The Heath-Henderson B-4 engine was a motorcycle piston engine modified for use in aircraft.

"The Heath Airplane Company's Model B-4 was an in-line, four-cylinder, air-cooled Henderson motorcycle engine converted for use in aircraft by modifying the lubrication system and the valves. The B-4 mainly powered the small and economical Heath Parasol monoplane, which Heath sold in kit form for homebuilders in the 1920s and '30s."

"The low-cost, reliable Henderson motorcycle engine was well-suited for the Heath airplane design because it helped make sport flying affordable for many people. Service was simple and economical because parts were cheap and easy to obtain throughout the country."

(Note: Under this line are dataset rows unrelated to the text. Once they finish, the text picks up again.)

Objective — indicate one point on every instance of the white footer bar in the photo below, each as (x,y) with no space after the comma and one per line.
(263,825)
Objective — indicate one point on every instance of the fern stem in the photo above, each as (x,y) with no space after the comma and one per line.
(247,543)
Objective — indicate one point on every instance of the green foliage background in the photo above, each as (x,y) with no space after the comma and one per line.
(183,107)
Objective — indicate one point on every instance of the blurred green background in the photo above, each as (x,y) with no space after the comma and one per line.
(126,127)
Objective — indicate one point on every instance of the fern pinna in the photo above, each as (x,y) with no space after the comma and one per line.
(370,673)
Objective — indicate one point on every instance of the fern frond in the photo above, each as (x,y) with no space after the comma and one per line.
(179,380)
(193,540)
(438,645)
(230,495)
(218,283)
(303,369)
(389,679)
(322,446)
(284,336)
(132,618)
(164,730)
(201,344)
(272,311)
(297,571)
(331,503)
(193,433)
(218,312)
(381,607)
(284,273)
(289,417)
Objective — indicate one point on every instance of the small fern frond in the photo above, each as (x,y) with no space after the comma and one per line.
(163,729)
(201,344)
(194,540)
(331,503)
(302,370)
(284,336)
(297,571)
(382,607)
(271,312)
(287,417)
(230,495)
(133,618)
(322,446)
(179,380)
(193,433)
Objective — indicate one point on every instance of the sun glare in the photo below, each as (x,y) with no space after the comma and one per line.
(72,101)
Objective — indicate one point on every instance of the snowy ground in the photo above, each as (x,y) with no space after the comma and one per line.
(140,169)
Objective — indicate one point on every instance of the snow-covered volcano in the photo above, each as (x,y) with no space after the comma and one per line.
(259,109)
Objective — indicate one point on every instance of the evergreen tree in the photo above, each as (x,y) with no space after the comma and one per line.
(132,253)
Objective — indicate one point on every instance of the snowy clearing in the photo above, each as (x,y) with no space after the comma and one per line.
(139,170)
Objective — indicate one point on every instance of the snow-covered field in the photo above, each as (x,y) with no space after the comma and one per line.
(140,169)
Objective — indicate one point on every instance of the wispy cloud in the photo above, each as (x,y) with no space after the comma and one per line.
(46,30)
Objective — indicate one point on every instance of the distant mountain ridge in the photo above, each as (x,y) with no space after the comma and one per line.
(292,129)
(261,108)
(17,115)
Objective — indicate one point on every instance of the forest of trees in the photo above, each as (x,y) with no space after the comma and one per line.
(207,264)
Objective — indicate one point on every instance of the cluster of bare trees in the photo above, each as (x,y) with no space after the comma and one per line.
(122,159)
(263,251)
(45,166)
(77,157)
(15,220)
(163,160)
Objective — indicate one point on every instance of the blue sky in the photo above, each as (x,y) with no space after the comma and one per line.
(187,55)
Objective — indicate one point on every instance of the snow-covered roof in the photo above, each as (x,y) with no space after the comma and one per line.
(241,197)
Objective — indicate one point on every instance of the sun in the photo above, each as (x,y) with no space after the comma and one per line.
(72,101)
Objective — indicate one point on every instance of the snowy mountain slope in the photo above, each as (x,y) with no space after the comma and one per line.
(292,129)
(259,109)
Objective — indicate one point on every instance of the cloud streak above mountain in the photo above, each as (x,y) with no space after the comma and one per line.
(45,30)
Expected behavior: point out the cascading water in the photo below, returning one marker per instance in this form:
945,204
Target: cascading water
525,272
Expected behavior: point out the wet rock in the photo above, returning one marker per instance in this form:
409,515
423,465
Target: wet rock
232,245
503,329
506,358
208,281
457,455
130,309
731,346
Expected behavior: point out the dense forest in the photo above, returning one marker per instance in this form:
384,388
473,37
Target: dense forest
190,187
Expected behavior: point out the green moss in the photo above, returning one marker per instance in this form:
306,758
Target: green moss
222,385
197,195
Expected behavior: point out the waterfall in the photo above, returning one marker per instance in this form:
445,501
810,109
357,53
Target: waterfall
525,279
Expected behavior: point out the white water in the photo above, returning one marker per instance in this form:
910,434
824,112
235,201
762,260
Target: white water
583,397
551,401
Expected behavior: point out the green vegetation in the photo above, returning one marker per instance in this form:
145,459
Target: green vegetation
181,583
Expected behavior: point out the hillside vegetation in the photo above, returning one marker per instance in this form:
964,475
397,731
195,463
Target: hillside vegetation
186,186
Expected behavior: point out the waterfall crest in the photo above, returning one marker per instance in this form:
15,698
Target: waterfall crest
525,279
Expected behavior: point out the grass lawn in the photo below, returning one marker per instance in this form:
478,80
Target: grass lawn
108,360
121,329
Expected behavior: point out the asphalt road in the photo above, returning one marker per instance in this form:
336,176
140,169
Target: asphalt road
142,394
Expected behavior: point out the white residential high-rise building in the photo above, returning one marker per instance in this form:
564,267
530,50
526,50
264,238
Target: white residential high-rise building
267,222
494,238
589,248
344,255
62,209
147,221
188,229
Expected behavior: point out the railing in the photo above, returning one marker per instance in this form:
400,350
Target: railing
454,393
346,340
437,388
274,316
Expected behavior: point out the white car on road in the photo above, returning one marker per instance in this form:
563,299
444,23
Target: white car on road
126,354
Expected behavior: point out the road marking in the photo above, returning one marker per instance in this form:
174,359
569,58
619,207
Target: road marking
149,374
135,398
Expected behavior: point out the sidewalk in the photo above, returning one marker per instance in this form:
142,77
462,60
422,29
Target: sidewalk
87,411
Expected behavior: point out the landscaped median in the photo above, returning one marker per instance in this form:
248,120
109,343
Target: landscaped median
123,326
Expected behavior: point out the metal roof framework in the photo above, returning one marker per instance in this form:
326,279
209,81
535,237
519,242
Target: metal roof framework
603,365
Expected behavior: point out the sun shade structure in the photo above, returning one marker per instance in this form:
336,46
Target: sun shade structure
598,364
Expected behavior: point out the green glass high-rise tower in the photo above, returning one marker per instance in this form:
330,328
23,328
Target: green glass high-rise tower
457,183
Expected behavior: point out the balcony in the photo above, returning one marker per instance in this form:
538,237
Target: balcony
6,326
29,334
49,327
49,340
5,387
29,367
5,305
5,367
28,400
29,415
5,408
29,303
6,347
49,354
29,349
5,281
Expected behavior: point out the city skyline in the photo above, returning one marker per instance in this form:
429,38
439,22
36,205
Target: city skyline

 A Heath-Henderson engine was featured on an episode of the television show American Pickers, first airing on December 12, 2011 in the U.S. A brief history of both the Henderson motocycle company and use of the engine in Heath aircraft was discussed.

Variants
Church Marathon J-3
The Marathon J-3 was a modification of the Heath-Henderson B-4 engine, used for light aircraft in the 1930s, by the Church Airplane and Mfg. Co, primarily for the Church Midwing JC-1. The Marathon J-3 cost $350 in 1932.

Applications
 Church Midwing JC-1
 Doromy Bath Tub
 Heath Parasol

Engines on display
 There is a B-4 on display at the New England Air Museum, Bradley International Airport, Windsor Locks, CT.

Specifications

Notes

References
This article contains material that originally came from the placard at the Steven F. Udvar-Hazy Center.